The government may also consider telling large e-commerce companies such as Amazon India and Flipkart Ltd to stop using as much plastic as they do. It will also try to make more roads with plastic, government officials familiar with the matter said, detailing the government’s war on plastic which also found a mention in the Prime Minister’s Independence Day speech.
Jal Shakti minister Gajendra Sekhawat said last week that a mission will be launched on September 17 — also Prime Minister Narendra Modi’s birthday — for collecting, segregating and recycling plastic across the country. “We are looking for complete disposal of plastic waste after Prime Minister Narendra Modi gave a clarion call from the ramparts of the Red Fort (on August 15) to make India plastic-free. We have to convert this movement into a jan andolan (people’s movement) just like Swachh Bharat,” Shekhawat said on Friday.
Around 15,000 tonnes of plastic waste is generated in India every day, of which only 9,000 tonnes is collected and recycled, according to the ministry of environment, forest and climate change. Around 40% of the plastic used in disposable products, such as grocery bags, cutlery and straws, ends up choking landfills, drains, rivers and getting leached into soil and water.
PM Narendra Modi called on people to stop use of single-use plastic bags in his Independence Day speech this year.
“I request citizens to see if we can make India single-use plastic free from October 2 (Gandhi Jayanti). Schools, colleges, municipalities, urban bodies, gram panchayats can collect single use plastic bags from their areas and on October 2 we can take up the task of phasing out use of single use plastic bags in a big way,” Modi said.
A high-level meeting involving secretaries of select ministries and officials from the Prime Minister’s Office took place on Thursday to discuss how to implement the PM’s plan. According to the government officials cited in the first instance, a number of new regulations are expected to come in place to curb production and consumption of plastic while many new measures will also be taken for better recycling.
The ministries of environment, and housing and urban affairs will focus on implementing Plastic Waste Management Rules, 2016, to regulate manufacture, sale, distribution and use of plastic carry bags and plastic sheets for packaging, the officials said. Plans are also being finalised to introduce phasing out four single-use plastic products — styrofoam cups, plastic water bottles, disposable plastic cutlery and plastic carry bags — on a voluntary basis at first, and then mandatorily.

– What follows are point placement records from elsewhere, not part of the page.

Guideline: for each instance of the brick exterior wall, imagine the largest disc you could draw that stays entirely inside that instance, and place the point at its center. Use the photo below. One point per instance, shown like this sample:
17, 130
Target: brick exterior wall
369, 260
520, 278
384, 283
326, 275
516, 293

While a lion’s share of plastic is generated in urban centres, the rural development ministry too, plans more use of plastic waste in its works. “We have 3.1 million lakh elected gram panchayat members and another 60 million women in self help groups. We are launching community connect programmes to ensure villages are free from single plastic use. We will also emphasise on segregation of solid waste so that plastic can be used for building rural roads,” said rural development secretary Amarjeet Sinha.

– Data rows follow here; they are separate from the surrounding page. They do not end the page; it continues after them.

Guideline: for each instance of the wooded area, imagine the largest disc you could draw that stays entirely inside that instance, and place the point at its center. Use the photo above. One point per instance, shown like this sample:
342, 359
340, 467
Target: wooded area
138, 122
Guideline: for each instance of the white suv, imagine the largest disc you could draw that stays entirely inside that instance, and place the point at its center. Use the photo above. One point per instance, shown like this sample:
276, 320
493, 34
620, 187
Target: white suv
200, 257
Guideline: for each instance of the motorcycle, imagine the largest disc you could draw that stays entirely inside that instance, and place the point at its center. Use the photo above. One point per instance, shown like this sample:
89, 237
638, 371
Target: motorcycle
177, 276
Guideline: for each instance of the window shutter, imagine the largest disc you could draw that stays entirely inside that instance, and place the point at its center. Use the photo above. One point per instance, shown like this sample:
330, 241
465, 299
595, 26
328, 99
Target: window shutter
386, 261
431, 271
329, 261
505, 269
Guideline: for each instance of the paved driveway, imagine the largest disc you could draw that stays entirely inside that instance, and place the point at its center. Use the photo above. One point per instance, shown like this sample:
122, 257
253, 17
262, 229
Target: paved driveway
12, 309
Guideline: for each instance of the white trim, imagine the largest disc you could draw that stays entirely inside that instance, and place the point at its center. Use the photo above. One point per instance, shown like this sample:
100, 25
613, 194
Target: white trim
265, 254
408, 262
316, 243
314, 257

He added that the rural roads programme has so far built 8,000 to 10,000 kms using plastic to reduce bitumen. “Around 15% of our roads were built through green technologies that include plastic, fly ash cell filled concrete. Now, at least 25% of our roads will be built using plastic,” said Sinha, adding that Tamil Nadu has developed an efficient system of solid waste management which will likely to be used as one of the models in the country’s renewed war against plastic.
A senior government official insisted that a clampdown on production of plastic, but that this would be difficult. “The problem in India is that many plastic packs, especially those used for gutkha (chewing tobacco) and other items, come from small units which are not even registered with the government. In order to make our action against plastic more effective, there has to be a clampdown on such units.”
India has pledged to eliminate single-use plastic by 2022 which, along with leading the International Solar Alliance, won PM Modi the United Nations Environment Programme’s Champions of the Earth award.
Flipkart said it is already working towards reducing plastic packaging in its value chain. “Sustainability is a very big agenda for Flipkart. We are not only focusing on renewable energy, waste management, water management, last mile electric vehicle (EV) connectivity, but also proactively experimenting and working with partners on reducing plastic packaging in the value chain,” said Rajneesh Kumar, chief corporate affairs officer, Flipkart Group
Officials at Amazon could not immediately be reached for comment.
Tiny bits of plastic have been found everywhere, from city dust to drinking water to Arctic ice floes and the Mariana Trench, 36,000 feet below the earth’s surface. On Thursday, the World Health Organization released a report on the health effect of drinking plastic-infused water and concluded that given the limited scientific evidence, drinking microplastics does not damage human health.